- Born: April 14, 1944 (age 81) Nagoya, Japan
- Spouse: Klaus Heymann
- Musical career
- Occupation: Violinist
- Labels: Naxos
- Website: tnviolinstudio.com

= Takako Nishizaki =

Japanese violinist (born 1944)

Takako Nishizaki BBS (born 14 April 1944) is a Japanese violinist. She was the first student to complete the Suzuki Method course, at age nine.

== Biography ==
Nishizaki went to the United States from Japan in 1962. She first studied with Broadus Erle at Yale University, and later with Joseph Fuchs at Juilliard.

In 1964, she was a runner-up in the Leventritt Competition, in which Itzhak Perlman won first prize. In 1966, she was awarded Juilliard's Fritz Kreisler Scholarship.

In 1969, she won first prize in the Juilliard Concerto Competition performing Mozart’s Sinfonia Concertante with violist Nobuko Imai. Some of Nishizaki's recordings with the Slovak Philharmonic under Kenneth Jean by Naxos Records of famous violin concertos are highly ranked by The Penguin Guide to Recorded Classical Music.
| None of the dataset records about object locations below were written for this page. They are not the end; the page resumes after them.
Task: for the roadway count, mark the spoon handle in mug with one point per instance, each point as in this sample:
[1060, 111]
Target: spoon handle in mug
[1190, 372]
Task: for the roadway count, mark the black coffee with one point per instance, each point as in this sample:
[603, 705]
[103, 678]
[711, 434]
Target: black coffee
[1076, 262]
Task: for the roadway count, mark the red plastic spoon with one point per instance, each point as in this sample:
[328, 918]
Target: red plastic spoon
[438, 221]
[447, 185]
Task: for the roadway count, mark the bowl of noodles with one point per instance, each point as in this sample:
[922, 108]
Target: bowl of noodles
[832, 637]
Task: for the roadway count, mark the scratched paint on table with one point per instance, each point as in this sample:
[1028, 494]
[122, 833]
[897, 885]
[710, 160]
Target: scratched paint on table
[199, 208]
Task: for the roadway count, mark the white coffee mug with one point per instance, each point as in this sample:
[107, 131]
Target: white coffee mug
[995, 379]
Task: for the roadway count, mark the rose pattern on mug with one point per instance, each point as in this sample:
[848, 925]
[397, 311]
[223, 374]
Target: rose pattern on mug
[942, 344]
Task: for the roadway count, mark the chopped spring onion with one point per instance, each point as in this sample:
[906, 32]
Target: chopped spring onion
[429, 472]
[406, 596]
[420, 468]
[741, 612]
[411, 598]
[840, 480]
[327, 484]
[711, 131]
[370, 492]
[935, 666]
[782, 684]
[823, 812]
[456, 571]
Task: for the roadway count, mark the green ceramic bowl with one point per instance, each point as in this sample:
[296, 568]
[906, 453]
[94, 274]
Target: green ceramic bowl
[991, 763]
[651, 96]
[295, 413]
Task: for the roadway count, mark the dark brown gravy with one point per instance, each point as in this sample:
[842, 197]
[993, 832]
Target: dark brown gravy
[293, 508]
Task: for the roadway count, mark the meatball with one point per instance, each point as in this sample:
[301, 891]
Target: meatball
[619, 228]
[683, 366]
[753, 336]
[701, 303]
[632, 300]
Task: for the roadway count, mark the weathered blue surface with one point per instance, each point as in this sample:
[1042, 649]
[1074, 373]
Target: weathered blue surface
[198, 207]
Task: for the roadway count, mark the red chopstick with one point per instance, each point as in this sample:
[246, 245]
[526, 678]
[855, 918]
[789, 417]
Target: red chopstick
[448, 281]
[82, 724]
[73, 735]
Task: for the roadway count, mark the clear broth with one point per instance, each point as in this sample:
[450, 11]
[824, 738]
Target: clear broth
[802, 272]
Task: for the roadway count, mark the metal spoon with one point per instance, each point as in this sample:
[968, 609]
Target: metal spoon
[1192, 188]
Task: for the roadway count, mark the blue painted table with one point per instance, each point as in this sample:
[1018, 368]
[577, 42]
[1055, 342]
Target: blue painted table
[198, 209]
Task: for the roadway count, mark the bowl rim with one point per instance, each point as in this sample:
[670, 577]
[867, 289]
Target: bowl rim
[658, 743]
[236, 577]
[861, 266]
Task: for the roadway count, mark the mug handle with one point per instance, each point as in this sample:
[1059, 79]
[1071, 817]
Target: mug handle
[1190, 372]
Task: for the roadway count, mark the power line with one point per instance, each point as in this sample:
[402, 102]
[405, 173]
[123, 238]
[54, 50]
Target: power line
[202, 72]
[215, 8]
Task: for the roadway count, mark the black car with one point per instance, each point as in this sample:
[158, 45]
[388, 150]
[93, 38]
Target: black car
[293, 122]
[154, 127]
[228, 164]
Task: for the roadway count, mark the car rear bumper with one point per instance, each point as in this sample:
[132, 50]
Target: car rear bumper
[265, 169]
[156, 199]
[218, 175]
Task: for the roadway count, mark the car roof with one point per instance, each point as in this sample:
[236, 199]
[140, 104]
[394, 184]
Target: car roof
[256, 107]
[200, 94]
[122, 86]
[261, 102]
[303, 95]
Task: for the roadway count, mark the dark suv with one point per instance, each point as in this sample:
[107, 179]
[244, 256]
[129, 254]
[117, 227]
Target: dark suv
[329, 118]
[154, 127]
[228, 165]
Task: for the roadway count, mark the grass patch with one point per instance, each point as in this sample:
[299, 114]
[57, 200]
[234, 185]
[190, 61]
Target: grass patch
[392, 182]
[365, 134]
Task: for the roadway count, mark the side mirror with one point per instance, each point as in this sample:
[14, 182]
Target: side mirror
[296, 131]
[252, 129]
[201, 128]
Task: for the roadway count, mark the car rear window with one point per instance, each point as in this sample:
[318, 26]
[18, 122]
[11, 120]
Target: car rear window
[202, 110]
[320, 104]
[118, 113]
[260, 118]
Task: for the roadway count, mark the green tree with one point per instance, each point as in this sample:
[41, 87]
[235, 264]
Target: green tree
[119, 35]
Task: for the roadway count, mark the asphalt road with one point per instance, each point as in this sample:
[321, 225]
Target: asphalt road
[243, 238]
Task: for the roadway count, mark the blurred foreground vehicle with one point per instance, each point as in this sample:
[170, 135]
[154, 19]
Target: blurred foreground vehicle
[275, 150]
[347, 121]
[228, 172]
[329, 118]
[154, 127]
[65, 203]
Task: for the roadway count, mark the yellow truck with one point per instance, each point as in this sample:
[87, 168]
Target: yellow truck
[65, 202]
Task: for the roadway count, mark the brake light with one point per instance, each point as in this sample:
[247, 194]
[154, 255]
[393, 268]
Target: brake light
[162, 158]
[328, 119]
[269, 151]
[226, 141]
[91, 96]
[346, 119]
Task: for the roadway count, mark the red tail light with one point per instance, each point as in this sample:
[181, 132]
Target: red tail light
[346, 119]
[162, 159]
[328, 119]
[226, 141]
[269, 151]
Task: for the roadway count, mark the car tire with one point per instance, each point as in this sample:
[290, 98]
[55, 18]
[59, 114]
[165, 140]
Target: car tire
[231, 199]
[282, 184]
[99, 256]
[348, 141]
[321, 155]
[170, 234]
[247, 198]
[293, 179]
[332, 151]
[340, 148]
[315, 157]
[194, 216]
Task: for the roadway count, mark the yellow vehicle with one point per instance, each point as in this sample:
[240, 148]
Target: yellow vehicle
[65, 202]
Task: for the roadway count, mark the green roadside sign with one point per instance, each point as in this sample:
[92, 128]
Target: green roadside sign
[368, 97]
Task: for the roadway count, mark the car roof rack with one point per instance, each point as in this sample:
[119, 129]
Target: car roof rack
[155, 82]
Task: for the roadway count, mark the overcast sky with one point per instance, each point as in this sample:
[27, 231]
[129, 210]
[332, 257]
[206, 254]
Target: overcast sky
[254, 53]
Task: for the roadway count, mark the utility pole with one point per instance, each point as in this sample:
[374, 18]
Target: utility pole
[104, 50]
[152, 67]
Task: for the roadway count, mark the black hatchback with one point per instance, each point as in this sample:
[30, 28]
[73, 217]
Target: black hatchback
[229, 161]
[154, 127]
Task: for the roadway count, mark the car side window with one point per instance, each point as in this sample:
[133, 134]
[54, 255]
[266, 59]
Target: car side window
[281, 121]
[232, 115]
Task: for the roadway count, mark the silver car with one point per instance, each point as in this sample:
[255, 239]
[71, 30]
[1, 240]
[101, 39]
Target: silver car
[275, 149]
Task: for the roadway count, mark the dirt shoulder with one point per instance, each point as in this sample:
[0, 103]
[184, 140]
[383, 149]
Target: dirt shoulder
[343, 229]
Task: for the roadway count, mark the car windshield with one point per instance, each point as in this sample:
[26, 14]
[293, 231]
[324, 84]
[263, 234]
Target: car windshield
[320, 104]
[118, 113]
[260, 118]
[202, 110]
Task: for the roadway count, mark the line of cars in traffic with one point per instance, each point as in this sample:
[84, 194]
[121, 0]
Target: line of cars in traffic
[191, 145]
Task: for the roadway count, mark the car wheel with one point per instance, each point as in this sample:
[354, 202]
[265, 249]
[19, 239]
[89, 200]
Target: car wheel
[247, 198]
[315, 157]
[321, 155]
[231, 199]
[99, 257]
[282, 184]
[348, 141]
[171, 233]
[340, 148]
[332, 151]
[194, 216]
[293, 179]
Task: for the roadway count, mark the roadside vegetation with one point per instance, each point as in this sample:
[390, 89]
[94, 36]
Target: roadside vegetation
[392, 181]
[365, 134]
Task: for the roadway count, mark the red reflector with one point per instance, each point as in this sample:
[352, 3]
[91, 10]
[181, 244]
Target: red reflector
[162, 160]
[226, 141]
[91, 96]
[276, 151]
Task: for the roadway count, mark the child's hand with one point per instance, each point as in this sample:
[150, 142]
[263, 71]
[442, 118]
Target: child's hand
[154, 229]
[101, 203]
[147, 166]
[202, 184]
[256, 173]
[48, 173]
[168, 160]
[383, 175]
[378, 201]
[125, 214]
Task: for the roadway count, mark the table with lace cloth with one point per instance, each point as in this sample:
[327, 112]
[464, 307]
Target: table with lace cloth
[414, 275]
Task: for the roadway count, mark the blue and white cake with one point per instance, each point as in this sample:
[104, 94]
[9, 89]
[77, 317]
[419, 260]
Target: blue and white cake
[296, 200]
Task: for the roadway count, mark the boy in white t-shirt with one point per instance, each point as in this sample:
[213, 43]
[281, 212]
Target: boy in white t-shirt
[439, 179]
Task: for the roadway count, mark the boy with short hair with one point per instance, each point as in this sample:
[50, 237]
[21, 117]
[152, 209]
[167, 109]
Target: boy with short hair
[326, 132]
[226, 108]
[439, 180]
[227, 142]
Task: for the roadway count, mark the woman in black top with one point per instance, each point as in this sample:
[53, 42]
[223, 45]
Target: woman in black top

She has performed and recorded with pianists such as Andras Schiff, Jenö Jandó and Michael Ponti, and has performed in a number of chamber music ensembles.

Nishizaki is married to the Naxos label owner Klaus Heymann, and teaches violin in Hong Kong, where she was awarded the Bronze Bauhinia Star in 2003 for her work in classical music and charity.

==Discography==
Nishizaki's recording of Vivaldi's "Four Seasons" has sold over a million copies.